Shortly after her election Kakoschke-Moore negotiated the passage of Carly's Law through the Federal Parliament. The law was named in honour of Carly Ryan, a 15 year old Adelaide student murdered by an online predator in 2007. Carly's Law makes it a criminal offence for an adult to use a carriage service for any act in preparation for, or planning to, harm a child.

In 2017 Kakoschke-Moore re-established a reparation scheme for victims of abuse in the ADF. Under the scheme, victims can apply to the Commonwealth Ombudsman for reparation payments of up to $50,000, access counselling and participate in a Restorative Engagement program.
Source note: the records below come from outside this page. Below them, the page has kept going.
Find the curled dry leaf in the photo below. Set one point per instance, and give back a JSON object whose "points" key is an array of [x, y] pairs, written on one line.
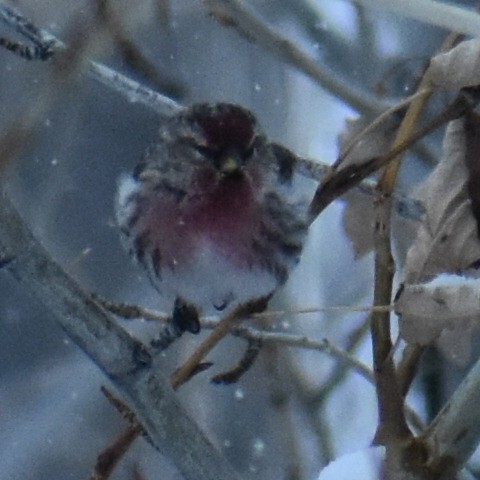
{"points": [[446, 242], [444, 310], [358, 213], [447, 237], [457, 68]]}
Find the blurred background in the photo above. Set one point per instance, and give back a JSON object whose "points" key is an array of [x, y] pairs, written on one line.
{"points": [[295, 410]]}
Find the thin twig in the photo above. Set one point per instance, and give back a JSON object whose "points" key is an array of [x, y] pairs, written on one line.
{"points": [[247, 22], [130, 89]]}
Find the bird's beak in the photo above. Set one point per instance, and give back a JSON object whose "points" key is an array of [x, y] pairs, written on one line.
{"points": [[230, 162]]}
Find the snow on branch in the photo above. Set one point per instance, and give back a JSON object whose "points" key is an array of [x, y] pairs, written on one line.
{"points": [[123, 359]]}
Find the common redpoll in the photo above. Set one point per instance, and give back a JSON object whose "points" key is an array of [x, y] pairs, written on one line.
{"points": [[211, 212]]}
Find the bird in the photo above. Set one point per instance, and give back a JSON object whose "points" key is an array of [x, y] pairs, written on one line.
{"points": [[213, 213]]}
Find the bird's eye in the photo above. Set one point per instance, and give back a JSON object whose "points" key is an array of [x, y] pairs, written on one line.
{"points": [[203, 150], [249, 152]]}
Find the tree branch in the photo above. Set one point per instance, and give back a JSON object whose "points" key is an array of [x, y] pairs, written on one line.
{"points": [[123, 359]]}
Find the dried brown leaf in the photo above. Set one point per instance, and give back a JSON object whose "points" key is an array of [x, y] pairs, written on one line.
{"points": [[444, 311], [447, 237], [446, 242]]}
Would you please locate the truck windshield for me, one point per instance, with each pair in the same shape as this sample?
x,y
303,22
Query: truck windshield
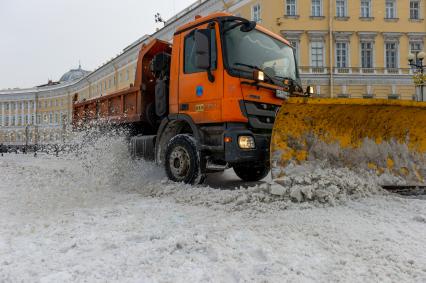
x,y
257,49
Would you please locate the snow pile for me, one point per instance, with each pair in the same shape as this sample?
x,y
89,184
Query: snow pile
x,y
102,161
326,185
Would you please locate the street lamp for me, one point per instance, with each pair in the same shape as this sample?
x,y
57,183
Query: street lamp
x,y
417,62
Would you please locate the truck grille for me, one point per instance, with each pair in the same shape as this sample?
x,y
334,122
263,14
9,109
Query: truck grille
x,y
261,115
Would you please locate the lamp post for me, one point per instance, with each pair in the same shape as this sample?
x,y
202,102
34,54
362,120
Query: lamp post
x,y
417,62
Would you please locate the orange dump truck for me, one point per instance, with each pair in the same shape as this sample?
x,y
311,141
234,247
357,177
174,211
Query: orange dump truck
x,y
205,102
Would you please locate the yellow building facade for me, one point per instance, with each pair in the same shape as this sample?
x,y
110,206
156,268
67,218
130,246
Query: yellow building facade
x,y
348,48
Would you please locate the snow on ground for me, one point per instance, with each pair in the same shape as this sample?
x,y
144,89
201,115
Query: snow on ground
x,y
101,217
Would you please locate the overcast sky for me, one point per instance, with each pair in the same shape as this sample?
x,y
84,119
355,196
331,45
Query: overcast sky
x,y
43,39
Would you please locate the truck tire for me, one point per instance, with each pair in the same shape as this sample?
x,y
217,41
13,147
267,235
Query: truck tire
x,y
182,162
251,173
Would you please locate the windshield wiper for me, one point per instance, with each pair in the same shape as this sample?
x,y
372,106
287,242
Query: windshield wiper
x,y
258,69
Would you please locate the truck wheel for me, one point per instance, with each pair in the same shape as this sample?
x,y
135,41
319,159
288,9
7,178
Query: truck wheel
x,y
182,162
251,173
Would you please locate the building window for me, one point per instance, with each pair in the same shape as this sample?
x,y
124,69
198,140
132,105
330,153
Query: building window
x,y
256,13
341,8
367,55
365,8
295,45
391,55
415,48
390,9
317,54
316,8
291,8
415,10
342,54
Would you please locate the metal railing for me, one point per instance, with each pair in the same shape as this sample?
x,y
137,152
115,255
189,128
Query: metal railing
x,y
355,70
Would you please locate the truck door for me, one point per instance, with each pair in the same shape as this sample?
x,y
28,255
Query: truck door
x,y
199,97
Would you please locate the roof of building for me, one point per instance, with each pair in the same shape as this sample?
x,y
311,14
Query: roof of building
x,y
74,74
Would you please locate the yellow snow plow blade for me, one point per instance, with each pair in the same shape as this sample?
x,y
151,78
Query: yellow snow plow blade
x,y
384,136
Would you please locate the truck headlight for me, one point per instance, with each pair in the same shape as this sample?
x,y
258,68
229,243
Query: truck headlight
x,y
246,142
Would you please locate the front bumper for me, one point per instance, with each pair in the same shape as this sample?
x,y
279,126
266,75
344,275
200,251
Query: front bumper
x,y
234,154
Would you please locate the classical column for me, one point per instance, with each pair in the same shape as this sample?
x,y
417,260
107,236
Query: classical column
x,y
3,122
16,114
23,113
29,112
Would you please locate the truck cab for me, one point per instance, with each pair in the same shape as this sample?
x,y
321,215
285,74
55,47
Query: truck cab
x,y
228,78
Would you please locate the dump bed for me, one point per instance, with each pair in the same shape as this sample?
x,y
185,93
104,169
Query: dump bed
x,y
127,105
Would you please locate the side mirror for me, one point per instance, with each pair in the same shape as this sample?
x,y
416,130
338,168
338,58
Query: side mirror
x,y
202,49
248,26
309,91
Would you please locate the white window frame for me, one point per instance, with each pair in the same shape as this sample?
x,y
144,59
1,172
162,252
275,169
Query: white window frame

After participating in the Senate inquiry into suicide by veterans, Kakoschke-Moore advocated for federal government funding for PTSD assistance dogs for veterans. Her campaign was successful and in September 2017 the then-Minister for Veterans' Affairs announced a 4-year, $2 million trial of PTSD Assistance Dogs for veterans.

Kakoschke-Moore was one of nine co-sponsors of the Marriage Amendment (Definition and Religious Freedoms) Bill 2017. As a senator she was prominent on the issue of cyber-bullying, particularly of children who commit suicide as a result. Writing in The Advertiser in October 2017, Kakoschke-Moore argued:

"The scourge of cyberbullying will not be solved overnight. But if as law makers we can respond to senseless and avoidable tragedy by implementing well-considered laws, if we can help to prevent harm to children, then we should do just that."
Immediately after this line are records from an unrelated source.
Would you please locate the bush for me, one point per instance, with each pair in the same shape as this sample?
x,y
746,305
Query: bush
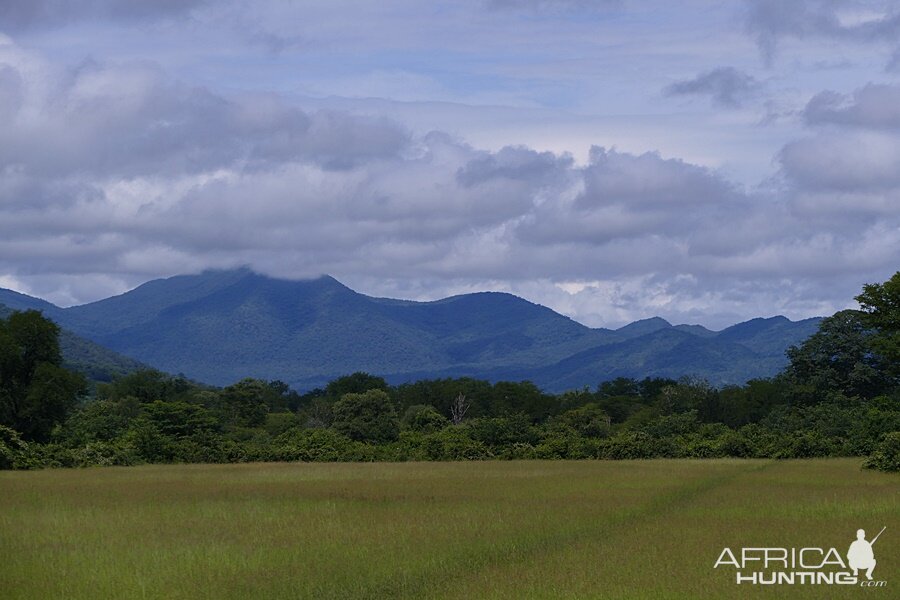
x,y
366,417
453,443
13,450
320,445
423,418
105,454
887,454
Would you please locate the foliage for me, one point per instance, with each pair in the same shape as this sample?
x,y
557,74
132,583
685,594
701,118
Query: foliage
x,y
366,417
36,392
887,455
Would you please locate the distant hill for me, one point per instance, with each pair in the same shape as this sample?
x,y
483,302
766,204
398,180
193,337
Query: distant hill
x,y
220,326
84,356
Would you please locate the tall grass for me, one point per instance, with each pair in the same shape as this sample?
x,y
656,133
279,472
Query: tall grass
x,y
588,529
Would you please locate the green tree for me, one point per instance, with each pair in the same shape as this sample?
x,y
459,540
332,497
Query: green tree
x,y
366,417
36,393
838,358
423,418
356,383
880,304
246,403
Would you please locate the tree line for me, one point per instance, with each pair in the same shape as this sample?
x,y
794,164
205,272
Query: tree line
x,y
838,396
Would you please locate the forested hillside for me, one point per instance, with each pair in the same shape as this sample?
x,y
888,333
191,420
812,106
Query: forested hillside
x,y
218,327
838,396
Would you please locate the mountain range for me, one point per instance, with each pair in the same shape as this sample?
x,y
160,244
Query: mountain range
x,y
220,326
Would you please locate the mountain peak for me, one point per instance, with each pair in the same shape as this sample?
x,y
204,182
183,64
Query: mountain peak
x,y
643,327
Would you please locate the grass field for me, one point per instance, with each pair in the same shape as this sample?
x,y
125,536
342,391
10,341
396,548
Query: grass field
x,y
588,529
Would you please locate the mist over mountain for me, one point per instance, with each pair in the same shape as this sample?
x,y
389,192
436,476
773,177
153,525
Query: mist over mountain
x,y
220,326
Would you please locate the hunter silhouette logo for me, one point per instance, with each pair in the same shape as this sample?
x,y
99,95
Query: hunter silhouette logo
x,y
806,565
860,556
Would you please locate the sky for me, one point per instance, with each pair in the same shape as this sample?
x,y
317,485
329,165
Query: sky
x,y
706,162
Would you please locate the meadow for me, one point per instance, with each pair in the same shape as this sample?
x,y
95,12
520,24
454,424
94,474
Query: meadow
x,y
529,529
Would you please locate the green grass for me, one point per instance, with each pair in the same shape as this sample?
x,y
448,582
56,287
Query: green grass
x,y
588,529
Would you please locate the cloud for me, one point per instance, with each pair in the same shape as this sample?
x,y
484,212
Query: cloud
x,y
39,14
555,5
112,173
726,86
772,21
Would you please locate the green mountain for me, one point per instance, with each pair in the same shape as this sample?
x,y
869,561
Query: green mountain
x,y
84,356
220,326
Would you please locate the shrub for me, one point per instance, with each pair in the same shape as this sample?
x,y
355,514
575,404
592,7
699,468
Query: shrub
x,y
887,454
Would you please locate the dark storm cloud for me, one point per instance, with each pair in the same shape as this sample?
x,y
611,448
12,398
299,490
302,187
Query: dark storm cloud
x,y
26,14
725,86
130,120
118,172
771,21
554,5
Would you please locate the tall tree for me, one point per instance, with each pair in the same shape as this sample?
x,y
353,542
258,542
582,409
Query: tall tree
x,y
36,393
880,304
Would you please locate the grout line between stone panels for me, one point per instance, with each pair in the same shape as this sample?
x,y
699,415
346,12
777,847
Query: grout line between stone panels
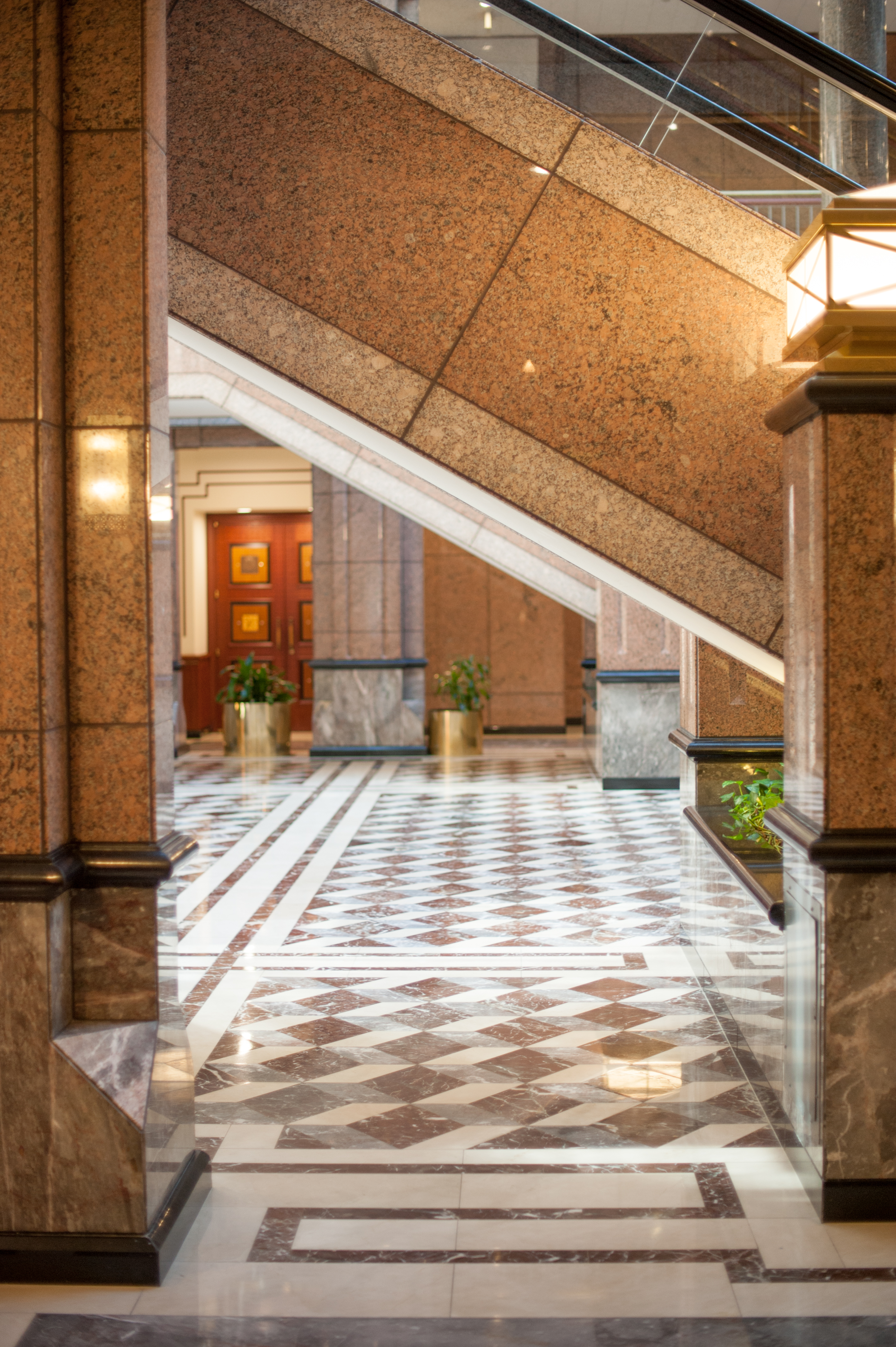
x,y
550,176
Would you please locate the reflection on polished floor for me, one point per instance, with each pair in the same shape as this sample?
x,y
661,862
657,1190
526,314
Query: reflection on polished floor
x,y
461,1085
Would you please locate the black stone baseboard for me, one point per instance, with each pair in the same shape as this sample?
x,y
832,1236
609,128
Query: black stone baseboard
x,y
857,1199
112,1260
371,751
201,1331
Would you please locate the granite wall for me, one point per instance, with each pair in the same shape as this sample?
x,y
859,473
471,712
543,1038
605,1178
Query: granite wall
x,y
368,617
534,644
85,721
475,270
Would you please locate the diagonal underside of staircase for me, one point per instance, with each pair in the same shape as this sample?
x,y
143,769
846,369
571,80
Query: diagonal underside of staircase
x,y
491,281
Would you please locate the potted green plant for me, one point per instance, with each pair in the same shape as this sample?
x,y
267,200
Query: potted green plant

Kakoschke-Moore resigned from the Senate on 22 November 2017, after learning she was a British citizen by descent, and therefore ineligible under section 44 of the Australian Constitution to be elected to the Australian Parliament due to holding dual citizenship. Her mother had been born in Singapore while it was still a British colony, making her a British citizen. Under the British Nationality Act 1981, Kakoschke-Moore inherited her mother's British citizenship. Upon her resignation, Xenophon said:
"Skye Kakoschke-Moore has done outstanding work and this is not the end of her political career, I think it's the end of a chapter of her political career."
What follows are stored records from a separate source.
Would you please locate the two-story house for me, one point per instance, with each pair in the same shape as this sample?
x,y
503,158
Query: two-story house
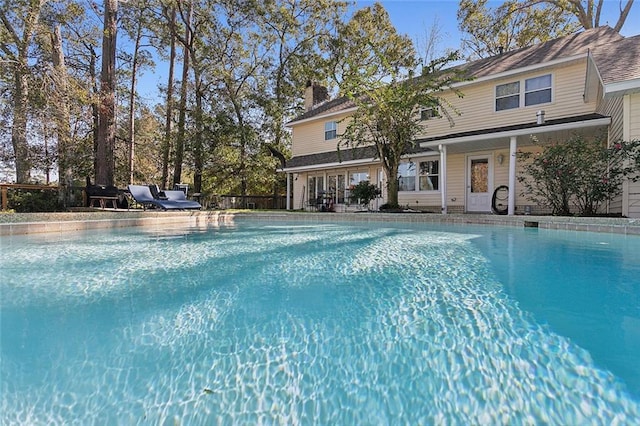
x,y
587,83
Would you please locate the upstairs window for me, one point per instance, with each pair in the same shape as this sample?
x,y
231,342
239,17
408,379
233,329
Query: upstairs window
x,y
537,90
330,130
508,96
428,113
421,176
428,178
407,177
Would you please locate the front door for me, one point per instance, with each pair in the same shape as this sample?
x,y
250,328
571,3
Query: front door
x,y
478,184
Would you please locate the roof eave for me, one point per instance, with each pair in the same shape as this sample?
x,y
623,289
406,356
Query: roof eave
x,y
622,88
519,132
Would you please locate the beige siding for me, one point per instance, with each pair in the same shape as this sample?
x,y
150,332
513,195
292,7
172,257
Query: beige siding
x,y
634,113
613,107
308,137
477,107
634,134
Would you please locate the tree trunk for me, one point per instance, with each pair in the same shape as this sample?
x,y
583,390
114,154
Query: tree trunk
x,y
392,186
132,101
177,171
19,129
105,160
198,154
166,143
21,81
61,112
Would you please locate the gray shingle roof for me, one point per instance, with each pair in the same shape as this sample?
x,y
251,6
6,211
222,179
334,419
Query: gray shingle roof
x,y
599,39
563,47
619,61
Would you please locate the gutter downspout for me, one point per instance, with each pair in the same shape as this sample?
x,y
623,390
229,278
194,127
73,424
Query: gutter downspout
x,y
513,146
443,177
288,191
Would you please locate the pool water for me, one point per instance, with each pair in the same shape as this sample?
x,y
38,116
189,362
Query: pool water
x,y
320,324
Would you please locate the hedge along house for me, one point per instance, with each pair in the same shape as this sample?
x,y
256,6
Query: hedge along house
x,y
587,83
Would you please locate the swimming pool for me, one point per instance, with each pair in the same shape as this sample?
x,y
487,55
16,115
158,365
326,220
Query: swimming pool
x,y
320,324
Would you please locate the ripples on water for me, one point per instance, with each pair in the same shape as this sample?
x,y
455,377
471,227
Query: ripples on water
x,y
318,324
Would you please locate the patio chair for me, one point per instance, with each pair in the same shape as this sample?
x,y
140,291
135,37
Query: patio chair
x,y
143,196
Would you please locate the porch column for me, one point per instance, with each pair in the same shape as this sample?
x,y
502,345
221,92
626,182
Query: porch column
x,y
443,177
513,145
288,191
On 13 February 2018, the high court ruled that Kakoschke-Moore could not replace herself as senator in a recount, even though she had renounced her British citizenship.

==Post-politics career==
Between leaving the Senate and running in the 2019 federal election, Kakoschke-Moore continued as a member of the management committee of NXT's renamed Federal Party - Centre Alliance, and provided governance as a key voting member. She also ran a Cancer Council campaign for bowel cancer research in recognition of an ex-Xenophon staffer, Diana Babich, who died in early 2018. Kakoschke-Moore took up the role of Special Adviser to the global NGO International Justice Mission at the start of 2018, preparing submissions and giving verbal evidence on behalf of the organisation at Parliamentary inquiries into Australia's Foreign Aid Program and the Modern Slavery Bill 2018.

Kakoschke-Moore was preselected to lead the Centre Alliance Senate ticket in South Australia for the 2019 Australian federal election, but was unsuccessful in winning a Senate seat. Kakoschke-Moore is no longer a member of the Centre Alliance management committee.

Kakoschke-Moore is currently the CEO of not-for-profit organisation Children and Young People with Disability Australia (CYDA).